Tuesday, May 11, 2010

Midnight thoughts on a book I love

This past weekend, we drove up to Idaho for Mother's Day, and after church I was greeted with a special request: the Sunday school teacher's daughter was teaching a Hungarian woman in Italy about the gospel but was having a hard time communicating with her because of the language barrier. I was asked to write my testimony in Hungarian and send it her way.

So tonight, I sat down at the computer to type up my feelings on Christ, the plan of salvation, eternal families, and other wonderful things that have brought me hope and taught me to love. I struggled a bit to remember that language that came to me so easily five years ago, and finally decided to reach over to our bookcase and pull down my Hungarian Book of Mormon from the shelf.

The cover is worn completely away, and the pages are soft with well used edges.

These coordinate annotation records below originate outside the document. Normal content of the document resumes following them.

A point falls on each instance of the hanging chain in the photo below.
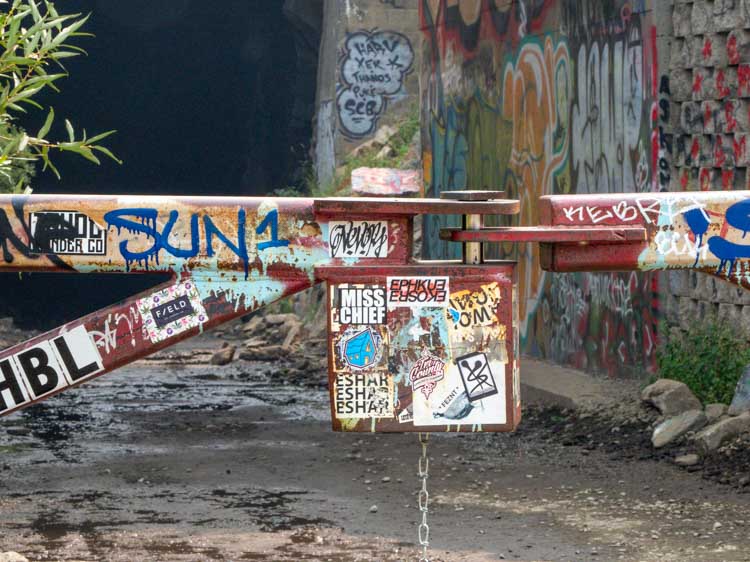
(423, 532)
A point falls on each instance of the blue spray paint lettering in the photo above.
(144, 221)
(738, 216)
(272, 221)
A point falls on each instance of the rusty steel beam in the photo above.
(696, 230)
(553, 235)
(230, 256)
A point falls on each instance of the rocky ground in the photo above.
(176, 458)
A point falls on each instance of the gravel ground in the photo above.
(175, 459)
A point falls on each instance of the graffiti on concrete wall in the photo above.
(372, 71)
(540, 97)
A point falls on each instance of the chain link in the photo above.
(423, 532)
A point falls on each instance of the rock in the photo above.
(384, 134)
(711, 438)
(714, 412)
(670, 397)
(19, 431)
(278, 319)
(265, 353)
(741, 400)
(12, 557)
(254, 326)
(687, 460)
(677, 426)
(292, 335)
(224, 356)
(256, 342)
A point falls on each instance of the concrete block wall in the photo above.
(368, 74)
(709, 82)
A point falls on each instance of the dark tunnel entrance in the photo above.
(208, 98)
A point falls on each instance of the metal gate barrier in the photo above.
(413, 346)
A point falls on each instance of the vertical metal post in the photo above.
(473, 251)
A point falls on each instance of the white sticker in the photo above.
(454, 401)
(358, 239)
(363, 396)
(360, 304)
(418, 291)
(172, 311)
(47, 367)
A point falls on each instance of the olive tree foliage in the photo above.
(35, 41)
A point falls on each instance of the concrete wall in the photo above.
(367, 74)
(551, 96)
(708, 85)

That book was my constant companion during my year and a half in Hungary. Its pages still carry the marks of my mission--there was the occasional smashed bug,* language notes made in my earlier months, highlighted scriptures, and spiritual commentary on verses that spoke to my soul.

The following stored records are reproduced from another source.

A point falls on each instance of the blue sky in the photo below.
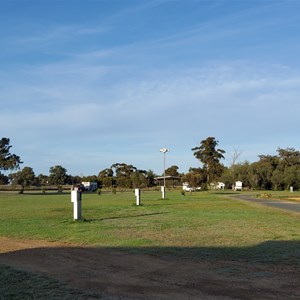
(86, 83)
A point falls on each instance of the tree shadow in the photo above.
(269, 270)
(125, 217)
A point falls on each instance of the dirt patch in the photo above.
(140, 276)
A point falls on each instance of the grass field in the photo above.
(197, 221)
(200, 225)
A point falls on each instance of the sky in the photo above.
(88, 83)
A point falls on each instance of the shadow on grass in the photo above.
(125, 217)
(142, 272)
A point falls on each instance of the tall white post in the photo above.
(76, 199)
(138, 196)
(163, 189)
(163, 192)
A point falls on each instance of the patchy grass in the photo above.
(200, 219)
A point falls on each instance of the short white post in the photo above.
(138, 196)
(76, 199)
(163, 192)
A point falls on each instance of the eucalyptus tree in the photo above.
(24, 178)
(210, 157)
(58, 175)
(8, 161)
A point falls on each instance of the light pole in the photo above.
(164, 151)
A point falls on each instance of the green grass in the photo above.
(199, 222)
(202, 225)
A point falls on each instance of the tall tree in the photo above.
(24, 178)
(210, 156)
(8, 161)
(172, 171)
(58, 175)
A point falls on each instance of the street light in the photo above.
(164, 151)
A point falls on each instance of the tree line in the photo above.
(277, 172)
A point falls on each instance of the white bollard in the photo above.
(76, 199)
(163, 192)
(137, 196)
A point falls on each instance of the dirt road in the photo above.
(139, 276)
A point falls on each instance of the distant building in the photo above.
(90, 186)
(238, 186)
(170, 180)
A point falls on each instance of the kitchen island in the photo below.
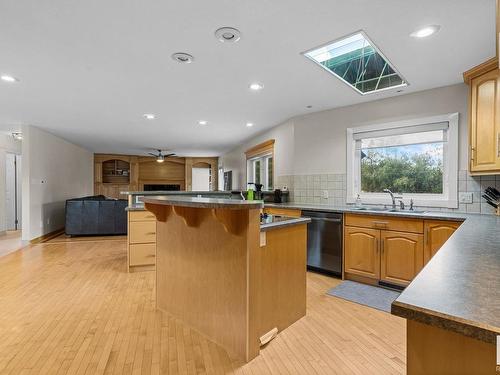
(224, 274)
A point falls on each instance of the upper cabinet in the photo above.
(484, 118)
(484, 113)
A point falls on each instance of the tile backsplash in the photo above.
(312, 188)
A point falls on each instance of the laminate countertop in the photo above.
(232, 204)
(459, 289)
(195, 202)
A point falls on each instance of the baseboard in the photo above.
(47, 237)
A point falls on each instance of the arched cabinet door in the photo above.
(484, 115)
(361, 250)
(402, 256)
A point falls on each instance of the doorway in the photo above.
(12, 192)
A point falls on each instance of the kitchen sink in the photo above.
(385, 209)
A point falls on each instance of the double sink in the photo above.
(386, 209)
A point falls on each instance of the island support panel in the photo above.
(207, 273)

I loved that book. I once tripped and fell in the rain, and, rather than use my hands to catch myself before hitting the unforgiving cobblestone street, I held my hands high in the air to protect this book from hitting a puddle. (And today I have a rather unattractive scar on my knee to prove it.)

As I opened it again tonight, for the first time in quite some time, my heart was flooded with a feeling of familiarity. Of love. Of power and strength. I flipped through it, remembering how many of my prayers had been answered within its pages. I felt incredibly grateful. I know that it is another testimony of Christ. It is a second witness to the Bible that He is our Savior. I know that prophets taught of Christ hundreds of years before his birth and made records of their people. And the testimonies they wrote have strengthened my own.

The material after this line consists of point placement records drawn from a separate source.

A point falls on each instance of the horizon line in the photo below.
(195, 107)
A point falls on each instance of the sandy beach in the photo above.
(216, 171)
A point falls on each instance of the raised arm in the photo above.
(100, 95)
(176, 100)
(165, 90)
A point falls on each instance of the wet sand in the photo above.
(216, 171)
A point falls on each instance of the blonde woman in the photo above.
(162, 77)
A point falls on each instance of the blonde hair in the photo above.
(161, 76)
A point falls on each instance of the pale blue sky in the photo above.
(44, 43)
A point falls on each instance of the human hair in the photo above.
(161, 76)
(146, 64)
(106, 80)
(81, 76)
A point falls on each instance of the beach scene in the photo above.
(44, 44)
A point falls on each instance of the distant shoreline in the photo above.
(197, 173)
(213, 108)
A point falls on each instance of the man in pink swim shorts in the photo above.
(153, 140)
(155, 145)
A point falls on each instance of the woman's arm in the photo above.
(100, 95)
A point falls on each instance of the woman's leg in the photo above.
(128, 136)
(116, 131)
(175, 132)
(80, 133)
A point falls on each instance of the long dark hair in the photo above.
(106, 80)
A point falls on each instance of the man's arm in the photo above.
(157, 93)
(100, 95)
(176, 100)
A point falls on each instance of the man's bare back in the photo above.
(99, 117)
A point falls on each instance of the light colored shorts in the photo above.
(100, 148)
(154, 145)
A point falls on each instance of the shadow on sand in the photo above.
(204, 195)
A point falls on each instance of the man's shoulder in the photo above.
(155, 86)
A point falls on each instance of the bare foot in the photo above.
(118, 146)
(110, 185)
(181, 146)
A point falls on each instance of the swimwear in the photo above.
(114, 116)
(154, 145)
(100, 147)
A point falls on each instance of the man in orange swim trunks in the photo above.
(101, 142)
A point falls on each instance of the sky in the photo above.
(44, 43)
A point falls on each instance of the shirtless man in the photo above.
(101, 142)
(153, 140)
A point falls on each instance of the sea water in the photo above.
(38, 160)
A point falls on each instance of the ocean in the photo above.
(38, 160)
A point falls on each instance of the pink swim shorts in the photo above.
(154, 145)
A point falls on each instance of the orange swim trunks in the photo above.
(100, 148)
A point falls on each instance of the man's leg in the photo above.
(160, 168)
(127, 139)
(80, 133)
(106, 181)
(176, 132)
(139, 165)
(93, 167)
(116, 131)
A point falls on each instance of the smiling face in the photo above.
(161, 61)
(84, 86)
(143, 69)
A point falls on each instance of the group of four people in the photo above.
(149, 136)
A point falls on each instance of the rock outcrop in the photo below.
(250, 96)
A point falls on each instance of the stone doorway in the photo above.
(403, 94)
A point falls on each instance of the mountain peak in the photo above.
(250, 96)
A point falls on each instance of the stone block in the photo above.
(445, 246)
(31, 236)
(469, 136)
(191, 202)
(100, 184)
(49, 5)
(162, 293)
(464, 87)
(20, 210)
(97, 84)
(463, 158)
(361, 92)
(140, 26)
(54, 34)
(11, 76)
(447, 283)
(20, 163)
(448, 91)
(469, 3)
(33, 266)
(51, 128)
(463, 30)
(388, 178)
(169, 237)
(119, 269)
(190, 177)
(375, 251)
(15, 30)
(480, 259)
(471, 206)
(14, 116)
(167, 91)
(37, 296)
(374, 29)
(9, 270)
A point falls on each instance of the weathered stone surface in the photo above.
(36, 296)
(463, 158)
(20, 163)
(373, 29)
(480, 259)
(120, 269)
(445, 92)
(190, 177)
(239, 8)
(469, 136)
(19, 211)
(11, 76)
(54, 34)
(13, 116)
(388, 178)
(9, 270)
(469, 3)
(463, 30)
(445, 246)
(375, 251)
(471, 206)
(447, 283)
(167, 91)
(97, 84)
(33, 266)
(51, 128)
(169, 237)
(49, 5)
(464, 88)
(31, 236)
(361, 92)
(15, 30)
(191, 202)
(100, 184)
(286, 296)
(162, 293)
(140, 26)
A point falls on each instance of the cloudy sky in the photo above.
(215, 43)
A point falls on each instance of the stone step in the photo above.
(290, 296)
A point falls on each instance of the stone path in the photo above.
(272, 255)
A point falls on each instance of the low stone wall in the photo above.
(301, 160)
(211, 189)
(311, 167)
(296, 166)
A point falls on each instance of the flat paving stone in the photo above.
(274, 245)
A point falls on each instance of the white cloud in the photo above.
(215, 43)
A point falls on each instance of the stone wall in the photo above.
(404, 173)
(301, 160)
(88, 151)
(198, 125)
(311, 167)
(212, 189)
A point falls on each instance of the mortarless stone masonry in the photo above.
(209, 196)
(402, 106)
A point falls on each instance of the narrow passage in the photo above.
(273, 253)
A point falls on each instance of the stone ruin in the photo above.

With these things on my mind, I typed up my testimony in Hungarian, sent the email, and crawled into bed next to my sleepy husband. "I know it's true," I whispered to him. And what my words can't always explain, my heart confirmed.


*The summer always brought hoards of extremely fragile, microscopic bugs. All you had to do was walk into one--slowly even--and you'd find it smashed against you. So they inevitably made their burial grounds on my clothes, in my hair, on my face, and--when I shared a scripture outside--inside my Book of Mormon.

For your own free copy of this special book, or to read the text online, click here.

2 comments:

Unknown said...

Beautiful post. How wonderful that you could share your testimony in Hungarian again! I'm a little jealous that you could actually read your BofM in Hungarian, as I STILL don't understand most of my Korean copy.

lisa said...

haha--at least I didn't have to learn a completely new set of characters! There are still plenty of words that tripped me up, but it was a nice reminder to keep practicing.